Once it connects to the vCenter Server you can choose from your available clusters to generate a SiteSurvery report that shows whether or not your hosts support FT and if the hosts and VMs meet the individual prerequisites to use the feature. You can also click on links in the report that will give you detailed information about all the prerequisites along with compatible CPU charts. These links go to VMware’s website and display the help document for the SiteSurvey utility, which is full of great information including some of the following prerequisites for FT.
- The vLockstep technology used by FT requires the physical processor extensions added to the latest processors from Intel and AMD. In order to run FT, a host must have an FT-capable processor, and both hosts running an FT VM pair must be in the same processor family.

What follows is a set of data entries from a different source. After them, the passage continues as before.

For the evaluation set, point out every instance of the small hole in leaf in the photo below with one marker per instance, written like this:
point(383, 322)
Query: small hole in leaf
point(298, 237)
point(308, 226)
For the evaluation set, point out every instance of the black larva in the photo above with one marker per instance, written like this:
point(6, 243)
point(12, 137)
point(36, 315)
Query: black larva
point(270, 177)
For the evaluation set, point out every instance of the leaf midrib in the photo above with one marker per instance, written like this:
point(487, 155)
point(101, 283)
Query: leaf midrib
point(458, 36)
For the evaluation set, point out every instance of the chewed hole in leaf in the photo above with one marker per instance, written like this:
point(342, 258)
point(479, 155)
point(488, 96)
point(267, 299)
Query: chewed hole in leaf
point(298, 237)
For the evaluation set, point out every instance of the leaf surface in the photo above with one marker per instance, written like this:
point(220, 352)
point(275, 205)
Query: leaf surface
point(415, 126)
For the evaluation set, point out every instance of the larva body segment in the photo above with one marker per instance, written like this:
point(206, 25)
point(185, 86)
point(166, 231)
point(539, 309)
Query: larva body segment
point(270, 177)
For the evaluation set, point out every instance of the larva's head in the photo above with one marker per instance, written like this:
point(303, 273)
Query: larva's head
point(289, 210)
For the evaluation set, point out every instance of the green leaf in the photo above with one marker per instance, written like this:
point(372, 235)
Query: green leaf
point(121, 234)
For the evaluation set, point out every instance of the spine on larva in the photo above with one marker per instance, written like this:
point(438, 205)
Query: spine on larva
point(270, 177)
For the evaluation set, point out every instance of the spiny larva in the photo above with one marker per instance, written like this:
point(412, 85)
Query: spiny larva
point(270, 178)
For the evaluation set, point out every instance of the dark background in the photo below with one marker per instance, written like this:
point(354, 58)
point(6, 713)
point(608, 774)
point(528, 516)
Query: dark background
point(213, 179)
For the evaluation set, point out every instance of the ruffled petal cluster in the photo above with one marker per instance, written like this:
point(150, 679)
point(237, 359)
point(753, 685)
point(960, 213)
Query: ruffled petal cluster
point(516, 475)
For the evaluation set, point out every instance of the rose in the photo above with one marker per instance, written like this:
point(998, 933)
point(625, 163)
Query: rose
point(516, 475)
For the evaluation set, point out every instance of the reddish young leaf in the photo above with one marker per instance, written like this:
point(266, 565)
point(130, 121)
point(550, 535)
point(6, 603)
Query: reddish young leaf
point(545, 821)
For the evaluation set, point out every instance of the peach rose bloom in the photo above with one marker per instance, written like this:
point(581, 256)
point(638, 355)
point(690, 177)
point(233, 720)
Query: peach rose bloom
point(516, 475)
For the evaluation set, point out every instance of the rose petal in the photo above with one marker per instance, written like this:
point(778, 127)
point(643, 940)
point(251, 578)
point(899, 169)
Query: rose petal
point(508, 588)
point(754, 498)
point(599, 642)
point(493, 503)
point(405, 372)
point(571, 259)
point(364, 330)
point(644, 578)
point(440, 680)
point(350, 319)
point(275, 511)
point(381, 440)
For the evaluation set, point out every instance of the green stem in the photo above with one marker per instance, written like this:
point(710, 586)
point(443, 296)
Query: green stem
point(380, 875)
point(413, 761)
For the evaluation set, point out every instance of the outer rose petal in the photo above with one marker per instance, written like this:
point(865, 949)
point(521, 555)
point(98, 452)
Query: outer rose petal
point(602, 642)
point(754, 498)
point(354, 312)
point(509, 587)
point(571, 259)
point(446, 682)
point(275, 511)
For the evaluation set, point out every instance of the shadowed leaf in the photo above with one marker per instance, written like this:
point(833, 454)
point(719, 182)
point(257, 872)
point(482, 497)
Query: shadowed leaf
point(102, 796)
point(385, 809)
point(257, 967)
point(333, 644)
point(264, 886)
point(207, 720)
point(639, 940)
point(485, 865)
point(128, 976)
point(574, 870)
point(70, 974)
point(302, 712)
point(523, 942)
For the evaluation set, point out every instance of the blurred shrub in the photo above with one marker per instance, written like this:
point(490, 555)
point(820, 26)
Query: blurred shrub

- When ESX hosts are used together in an FT cluster, their processor speeds must be matched fairly closely to ensure that the hosts can stay in sync. VMware SiteSurvey will flag any CPU speeds that are different by more than 400 MHz.
- ESX hosts running the FT VM pair must be running at least ESX 4.0, and must be running the same build number of ESX.
- FT requires each member of the FT cluster to have a minimum of two NICs with speeds of at least 1 Gb per second. Each NIC must also be on the same network.
- FT requires each member of the FT cluster to have two virtual NICs, one for logging and one for VMotion. VMware SiteSurvey will flag ESX hosts which do not contain as least two virtual NICs.
- ESX hosts used together as an FT cluster must share storage for the protected Virtual Machines. For this reason VMware SiteSurvey lists the shared storage it detects for each ESX host and flags hosts which do not have any shared storage in common. In addition, a FT-protected VM must itself be stored on shared storage and any disks connected to it must be shared storage.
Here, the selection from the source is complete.